Imogen Poots is supposed to be the scene stealer in "She's Funny That Way". This should have been a breakout role for her. Instead, once again, the character falls short. The audience isn't rooting for her. This isn't the hooker with a heart of gold character. It may have been Mr. Bogdanovich's intention to make the Glo character something of a Cinderella type of character, a poor girl who dreams big but again, our sympathy is not with her. At no point in the movie did I relate to her. I never felt sorry for her or was inspired by her. And, I'm sorry, I found the Brooklyn accent annoying.
Cybill Shepherd, Richard Lewis and Judy Punch are all wasted. Judy Punch once again plays a prostitute, as she did in Woody Allen's "You Will Meet A Tall Dark Stranger" (2010). This time around Ms. Punch plays less of a character and more of a caricature while Ms. Shepherd and Mr. Lewis are wallpaper,
Surprisingly I would say the person that comes out looking the best is Jennifer Aniston. Her role as a therapist who is more neurotic than her patients is thoroughly enjoyable to watch, There was so much that could have been done with this character. An entire movie could have been built around her. There are very humorous scenes revolving around her therapy sessions with patients as other patients are calling her, leaving voice message on her answering machine for all to hear, leading her to briefly discuss her patients with other patients.

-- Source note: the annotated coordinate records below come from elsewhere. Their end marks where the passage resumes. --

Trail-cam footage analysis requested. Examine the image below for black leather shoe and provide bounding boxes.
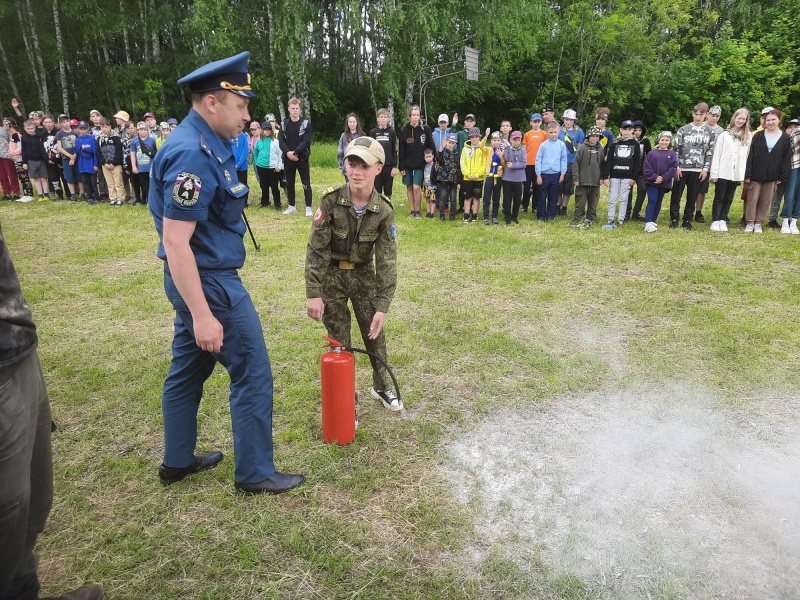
[158,452,224,485]
[234,471,306,494]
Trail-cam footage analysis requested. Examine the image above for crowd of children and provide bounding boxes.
[0,110,178,206]
[0,98,800,234]
[399,102,800,234]
[0,98,316,217]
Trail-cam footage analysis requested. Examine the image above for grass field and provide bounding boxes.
[0,147,800,599]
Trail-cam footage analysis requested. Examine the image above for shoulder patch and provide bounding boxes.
[172,171,203,206]
[322,185,344,196]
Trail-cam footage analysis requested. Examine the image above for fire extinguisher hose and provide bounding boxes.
[344,348,402,406]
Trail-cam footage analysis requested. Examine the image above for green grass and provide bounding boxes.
[0,144,800,599]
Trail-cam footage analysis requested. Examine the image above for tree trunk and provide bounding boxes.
[119,0,133,65]
[16,4,42,108]
[0,37,19,99]
[150,0,161,62]
[53,0,69,114]
[25,0,50,112]
[139,0,150,62]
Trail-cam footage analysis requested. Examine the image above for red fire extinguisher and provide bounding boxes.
[320,336,400,446]
[320,336,356,446]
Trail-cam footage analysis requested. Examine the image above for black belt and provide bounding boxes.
[331,259,372,271]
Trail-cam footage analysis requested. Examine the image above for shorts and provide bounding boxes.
[559,164,575,196]
[403,169,425,185]
[62,159,81,185]
[28,160,50,179]
[461,179,483,200]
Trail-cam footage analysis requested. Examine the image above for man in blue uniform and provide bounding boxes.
[149,52,305,494]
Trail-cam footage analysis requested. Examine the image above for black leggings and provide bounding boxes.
[136,171,150,204]
[711,179,740,221]
[283,158,312,206]
[375,165,394,198]
[81,173,100,200]
[256,166,281,208]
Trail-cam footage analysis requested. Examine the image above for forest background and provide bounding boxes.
[0,0,800,138]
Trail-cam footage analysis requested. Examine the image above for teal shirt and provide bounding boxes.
[253,136,272,169]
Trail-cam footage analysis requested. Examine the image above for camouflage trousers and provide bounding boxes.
[322,265,392,390]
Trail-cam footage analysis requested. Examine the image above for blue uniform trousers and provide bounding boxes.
[536,173,561,221]
[161,270,275,483]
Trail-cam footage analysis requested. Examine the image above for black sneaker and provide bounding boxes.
[370,388,403,411]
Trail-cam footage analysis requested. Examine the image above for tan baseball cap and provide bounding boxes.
[344,136,386,165]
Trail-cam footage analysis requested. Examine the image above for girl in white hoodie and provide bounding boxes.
[709,108,753,231]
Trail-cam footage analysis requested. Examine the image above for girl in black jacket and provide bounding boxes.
[744,108,792,233]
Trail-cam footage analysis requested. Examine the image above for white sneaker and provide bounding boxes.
[371,388,403,411]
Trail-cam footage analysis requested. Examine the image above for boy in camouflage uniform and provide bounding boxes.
[306,136,403,411]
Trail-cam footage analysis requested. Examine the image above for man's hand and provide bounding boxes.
[367,312,386,340]
[194,312,223,352]
[306,298,325,321]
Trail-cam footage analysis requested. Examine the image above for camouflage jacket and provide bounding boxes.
[306,185,397,313]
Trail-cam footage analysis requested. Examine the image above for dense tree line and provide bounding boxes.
[0,0,800,136]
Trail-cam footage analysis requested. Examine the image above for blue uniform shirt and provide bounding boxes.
[148,109,248,271]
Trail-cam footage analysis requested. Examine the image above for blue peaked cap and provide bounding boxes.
[178,52,255,98]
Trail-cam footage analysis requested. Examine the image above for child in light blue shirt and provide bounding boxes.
[536,121,567,221]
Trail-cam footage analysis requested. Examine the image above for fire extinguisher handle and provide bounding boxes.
[346,346,402,402]
[322,335,344,348]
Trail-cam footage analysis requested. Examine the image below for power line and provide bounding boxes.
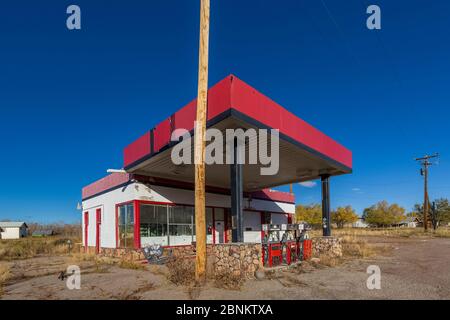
[415,152,439,231]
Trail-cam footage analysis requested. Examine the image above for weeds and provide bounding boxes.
[0,263,12,297]
[166,257,195,286]
[214,271,245,290]
[118,259,145,270]
[0,237,78,261]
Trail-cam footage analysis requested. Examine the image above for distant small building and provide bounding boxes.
[31,230,56,237]
[0,221,28,239]
[352,218,369,228]
[399,217,417,228]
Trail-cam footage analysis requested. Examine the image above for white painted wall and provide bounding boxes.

It is priceless. It is also a shame Ms. Aniston has not been receiving critical acclaim from the sheep (movie critics). I guess no one told them to. A shame. It is one of the best roles Ms. Aniston has had in quite some time.
For as much as I may enjoy Ms. Aniston's performace or admire Peter Bogdanovich or even appreciate moments of "She's Funny That Way" in the end it is not enough. There is something missing. More laughs, better defined characters, more physical comedy. Peter Bogdanovich is a talented filmmaker. Young movie fans should watch his movies. All of them. But "She's Funny That Way" doesn't come close to the movies it is inspired by and doesn't come close to Mr. Bogdanovich's best. It lacks charm. I am certain though Mr. Bogdanovich still has a great movie in him to come. This was almost it.
P.S. - Too bad Mr. Bodganovich never uses the classic song "She's Funny That Way" as part of the soundtrack. Granted the lyrics have nothing to do with the movie (it is a love song about a man wondering why a "good woman" is standing by him when he has nothing to offer her, finally stating, "she's funny that way") but maybe an instrumental would have worked.